5 A Bayesian view on nonlinear AEC

In this section, we consider the nonlinear AEC scenario of Fig. 4 and compare both realizations of the state vector in (22) and (23) to compare models having a linear (LIC models) or nonlinear (NIC models) relation between the observation and the coefficients of the state vector.

5.1 LIC model: Hammerstein group models

Following the definition of the state vector in (23), we define the state-space model as follows:
$$\begin{array}{*{20}l} & d_{n} \stackrel{(24)}{=} \mathbf{z}_{n}^{\mathrm{T}} \mathbf{y}_{n} + v_{n}, \quad \mathbf{z}_{n} = \mathbf{z}_{n-1} + \mathbf{w}_{n}, \end{array} $$
(51)
$$\begin{array}{*{20}l} & \text{where} \;\; \mathbf{y}_{n} = \left[ \mathbf{x}_{n}^{\mathrm{T}}, \Phi_{1} \{\mathbf{x}_{n}\}^{\mathrm{T}},\ldots, \Phi_{P} \{\mathbf{x}_{n}\}^{\mathrm{T}}\right]^{\mathrm{T}}. \end{array} $$
(52)
Note that (51) is similar to (25) with the difference that the state vector z n , the input signal vector y n , and the uncertainty w n are extended by M·P values. Thus, applying equivalent assumptions as in Section 4.2 leads to the filter update
$$\begin{array}{*{20}l} &\hat{\mathbf{z}}_{n} =\hat{\mathbf{z}}_{n-1} + \frac{\alpha }{\mathbf{y}^{\mathrm{T}}_{n}\mathbf{y}_{n}} \mathbf{y}_{n} \left(d_{n} - \hat{\mathbf{z}}_{n-1}^{\mathrm{T}} \mathbf{y}_{n}\right) \end{array} $$
(53)
$$\begin{array}{*{20}l} &\text{for} \quad \; \hat{\mathbf{z}}_{n} \stackrel{(23)}{=} \left[\hat{\mathbf{z}}^{\mathrm{T}}_{n,1},\hat{\mathbf{z}}^{\mathrm{T}}_{n,2},\ldots,\hat{\mathbf{z}}^{\mathrm{T}}_{n,P+1}\right]^{\mathrm{T}}. \end{array} $$
(54)
As illustrated in Fig. 7, this represents the realization of P+1 parallel NLMS algorithms with individually preprocessed loudspeaker signal x n . One advantage of this Hammerstein group model is the application of well-known linear FIR filters to identify a nonlinear electroacoustic echo path.
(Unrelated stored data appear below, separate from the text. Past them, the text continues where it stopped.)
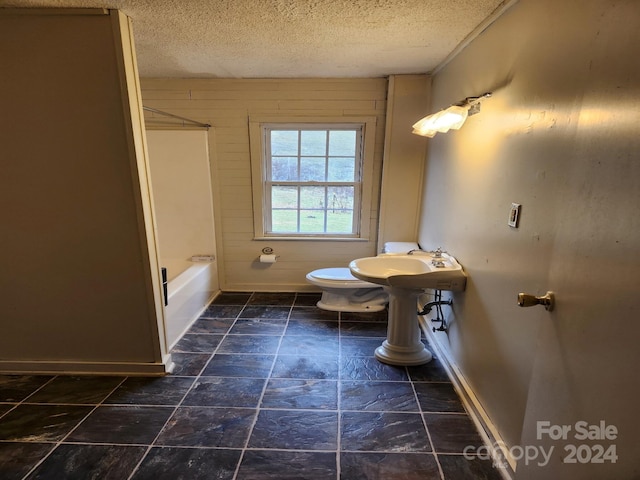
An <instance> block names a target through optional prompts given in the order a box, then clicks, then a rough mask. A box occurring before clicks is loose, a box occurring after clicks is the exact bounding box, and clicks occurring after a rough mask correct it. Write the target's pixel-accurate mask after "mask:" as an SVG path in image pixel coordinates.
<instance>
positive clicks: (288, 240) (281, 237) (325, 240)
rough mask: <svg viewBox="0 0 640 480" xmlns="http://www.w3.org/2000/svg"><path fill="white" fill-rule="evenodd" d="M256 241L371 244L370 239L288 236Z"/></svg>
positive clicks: (258, 237)
mask: <svg viewBox="0 0 640 480" xmlns="http://www.w3.org/2000/svg"><path fill="white" fill-rule="evenodd" d="M253 239H254V240H256V241H270V242H272V241H274V240H286V241H307V242H310V241H312V242H369V241H370V240H369V239H368V238H355V237H314V236H311V235H310V236H308V237H287V236H282V237H280V236H273V237H253Z"/></svg>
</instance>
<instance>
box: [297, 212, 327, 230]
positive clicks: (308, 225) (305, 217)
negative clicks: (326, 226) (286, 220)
mask: <svg viewBox="0 0 640 480" xmlns="http://www.w3.org/2000/svg"><path fill="white" fill-rule="evenodd" d="M324 213H325V212H324V210H300V231H301V232H304V233H324Z"/></svg>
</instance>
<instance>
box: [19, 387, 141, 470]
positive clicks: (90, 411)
mask: <svg viewBox="0 0 640 480" xmlns="http://www.w3.org/2000/svg"><path fill="white" fill-rule="evenodd" d="M58 377H59V375H56V376H54V377H53V378H52V379H51V380H49V381H48V382H46V383H45V384H44V385H42V387H40V388H38V389H37V390H36V391H34V392H33V393H32V394H31V395H29V396H28V397H27V398H25V399H24V400H27V399H28V398H29V397H31V396H33V395H35V394H36V392H38V391H39V390H41V389H42V388H44V387H45V385H48V384H49V383H51V382H53V380H54V379H55V378H58ZM127 378H129V377H124V378H123V379H122V380H121V381H120V382H119V383H118V384H117V385H116V386H115V387H113V388H112V389H111V391H110V392H109V393H107V394H106V395H105V396H104V398H103V399H102V400H101V401H100V402H98V403H97V404H96V405H93V408H92V409H91V410H90V411H89V412H88V413H87V414H86V415H85V416H84V417H82V418H81V419H80V420H79V421H78V422H77V423H76V424H75V426H74V427H73V428H72V429H71V430H69V431H68V432H67V434H66V435H64V436H63V437H62V438H61V439H60V440H57V441H56V442H51V443H54V444H55V445H54V447H53V448H52V449H51V450H50V451H49V452H48V453H47V454H46V455H44V456H43V457H42V458H41V459H40V460H39V461H38V462H37V463H36V464H35V465H34V466H33V468H31V470H29V471H28V472H27V473H26V474H25V475H24V477H22V478H23V480H26V479H27V478H28V477H29V475H31V474H32V473H33V472H34V471H35V470H36V469H37V468H38V467H39V466H40V465H42V464H43V463H44V462H45V460H46V459H47V458H49V457H50V456H51V455H52V454H53V452H55V451H56V450H57V449H58V447H59V446H60V445H61V444H62V443H64V441H65V440H66V439H67V438H69V435H71V434H72V433H73V432H75V431H76V430H77V429H78V427H79V426H80V425H81V424H82V423H83V422H84V421H85V420H86V419H87V418H88V417H89V415H91V414H92V413H93V412H95V411H96V410H97V409H98V407H99V406H100V405H102V404H103V403H104V401H105V400H106V399H107V398H109V396H111V394H112V393H113V392H115V391H116V390H117V389H118V387H120V385H122V384H123V383H124V382H125V380H126V379H127ZM24 400H23V402H24ZM21 403H22V402H21ZM47 405H59V404H55V403H54V404H47Z"/></svg>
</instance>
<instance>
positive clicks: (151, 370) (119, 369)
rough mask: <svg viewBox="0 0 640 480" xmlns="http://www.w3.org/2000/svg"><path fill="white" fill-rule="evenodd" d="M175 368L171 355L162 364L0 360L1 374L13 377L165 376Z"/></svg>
mask: <svg viewBox="0 0 640 480" xmlns="http://www.w3.org/2000/svg"><path fill="white" fill-rule="evenodd" d="M174 367H175V364H174V363H173V362H172V361H171V355H166V356H165V357H164V359H163V361H162V362H156V363H137V362H133V363H128V362H66V361H38V360H29V361H10V360H0V373H2V374H13V375H16V374H18V375H60V374H64V375H123V376H149V377H155V376H158V377H159V376H163V375H166V374H167V373H170V372H171V371H172V370H173V369H174Z"/></svg>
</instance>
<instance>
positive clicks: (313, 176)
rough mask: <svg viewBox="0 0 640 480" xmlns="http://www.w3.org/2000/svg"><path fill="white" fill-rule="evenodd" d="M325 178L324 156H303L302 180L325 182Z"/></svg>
mask: <svg viewBox="0 0 640 480" xmlns="http://www.w3.org/2000/svg"><path fill="white" fill-rule="evenodd" d="M325 178H326V177H325V163H324V158H315V157H302V158H301V159H300V181H303V182H309V181H314V182H324V181H325Z"/></svg>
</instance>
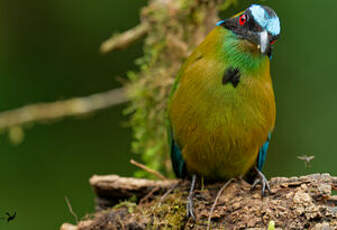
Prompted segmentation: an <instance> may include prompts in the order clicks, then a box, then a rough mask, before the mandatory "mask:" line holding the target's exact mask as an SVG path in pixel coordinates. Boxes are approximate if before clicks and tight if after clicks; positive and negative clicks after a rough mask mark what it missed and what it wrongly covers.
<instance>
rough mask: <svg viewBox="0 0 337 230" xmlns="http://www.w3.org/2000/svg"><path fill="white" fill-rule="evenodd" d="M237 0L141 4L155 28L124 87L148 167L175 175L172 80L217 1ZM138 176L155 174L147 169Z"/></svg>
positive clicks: (146, 39)
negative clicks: (173, 161) (132, 71)
mask: <svg viewBox="0 0 337 230" xmlns="http://www.w3.org/2000/svg"><path fill="white" fill-rule="evenodd" d="M236 1H237V0H226V1H223V2H224V3H222V2H221V1H215V0H212V1H209V2H208V1H194V0H177V1H174V2H168V3H167V4H168V6H166V5H165V4H164V3H162V4H159V3H157V2H156V1H153V3H151V4H150V5H149V6H147V7H145V8H143V9H142V21H144V22H148V23H150V24H151V30H150V32H149V33H148V35H147V37H146V39H145V40H144V48H143V49H144V56H143V57H141V58H139V59H137V60H136V64H137V65H138V67H139V71H138V72H129V73H128V78H129V82H128V83H127V84H126V88H127V95H128V97H129V98H130V101H131V103H130V104H129V106H128V108H127V109H126V110H125V114H127V115H130V117H131V119H130V125H131V127H132V130H133V135H134V141H133V142H132V151H133V152H134V153H136V154H141V158H142V160H143V162H144V163H145V164H146V165H147V166H148V167H150V168H152V169H154V170H157V171H160V172H161V173H163V174H165V175H166V176H169V177H170V176H173V172H172V168H171V164H170V157H169V148H168V143H167V138H166V127H165V119H166V103H167V99H168V97H169V92H170V88H171V86H172V83H173V79H174V78H175V75H176V74H177V72H178V70H179V67H180V66H181V64H182V63H183V61H184V59H185V58H186V57H187V55H188V53H190V52H191V51H192V50H193V48H194V47H195V46H196V45H197V44H198V42H199V38H198V39H196V36H195V35H196V34H197V35H198V36H199V37H200V36H205V35H206V32H205V31H207V30H206V27H205V26H206V25H207V24H208V19H209V17H210V16H212V15H213V14H211V13H210V12H213V11H214V4H217V7H218V8H219V7H220V8H221V9H225V8H226V9H227V8H228V7H229V6H230V5H231V4H232V3H233V2H236ZM212 3H214V4H212ZM212 7H213V8H212ZM213 16H214V15H213ZM200 32H202V33H200ZM173 40H176V41H173ZM182 47H185V49H184V48H182ZM136 176H140V177H153V176H152V175H149V174H148V173H146V172H144V171H139V172H137V173H136Z"/></svg>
However, this is at the cost of an increased number of coefficients to be estimated. It should be emphasized that this Bayesian network view on the Hammerstein group model is considered here for the first time.
Fig. 7

Hammerstein group model to estimate \(\hat {d}_{n} = \hat {\mathbf {z}}_{n-1}^{\mathrm {T}} \mathbf {y}_{n}\) with \(\hat {\mathbf {z}}_{n}\) and y n defined in (54) and (52), respectively

5.2 NIC model: numerical sampling

In cases where the observation equation of (21) represents an NIC model due to the definition of the state vector in (22), we cannot analytically derive the Bayesian estimate of \(\hat {\mathbf {z}}_{n}\) in a closed form. Thus, we employ particle filtering to approximate the posterior PDF in (32) by a discrete distribution [30, 39]:
$$\begin{array}{*{20}l} &p \left(\mathbf{z}_{n} | d_{1:n}\right) \stackrel{(32)}{=} \frac{p (d_{n}|\mathbf{z}_{n}) p (\mathbf{z}_{n} | d_{1:n-1}) }{ \int{p (d_{n}|\mathbf{z}_{n}) p (\mathbf{z}_{n} | d_{1:n-1}) \mathrm{d}\mathbf{z}_{n}}} \notag \\ &\approx \sum\limits_{l=1}^{L} \frac{p\left(d_{n}| \mathbf{z}^{(l)}_{n} \right) \delta \left(\mathbf{z}_{n} - \mathbf{z}^{(l)}_{n} \right)}{\sum\limits_{l=1}^{L} \int p\left(d_{n}| \mathbf{z}^{(l)}_{n} \right) \delta \left(\mathbf{z}_{n}-\mathbf{z}^{(l)}_{n} \right)\mathrm{d}\mathbf{z}_{n}} \notag \\ &=\sum\limits_{l=1}^{L} \omega^{(l)}_{n} \delta \left(\mathbf{z}_{n} - \mathbf{z}^{(l)}_{n} \right), \end{array} $$
(55)
where δ(·) is the Dirac delta distribution. Based on (55), the set of L realizations of the state vector \(\mathbf {z}^{(l)}_{n}\) (so-called particles) is characterized by the weights
$$ \omega^{(l)}_{n} = \frac{p\left(d_{n}| \mathbf{z}^{(l)}_{n} \right)}{\sum\limits_{l=1}^{L} p\left(d_{n}| \mathbf{z}^{(l)}_{n} \right)} \stackrel{(7)}{=} \frac{\mathcal{N} \left(d_{n} | d^{(l)}_{n},C_{v,n}\right) }{\sum\limits_{l=1}^{L} \mathcal{N} \left(d_{n} | d^{(l)}_{n},C_{v,n}\right)}, $$
(56)

which describe the likelihoods that the observation is obtained by the corresponding particle (as measures for the probability of the samples to be drawn from the true PDF [40]). To calculate the weights in (56), the particles are plugged into (18) to determine the estimated microphone samples \(d^{(l)}_{n}\).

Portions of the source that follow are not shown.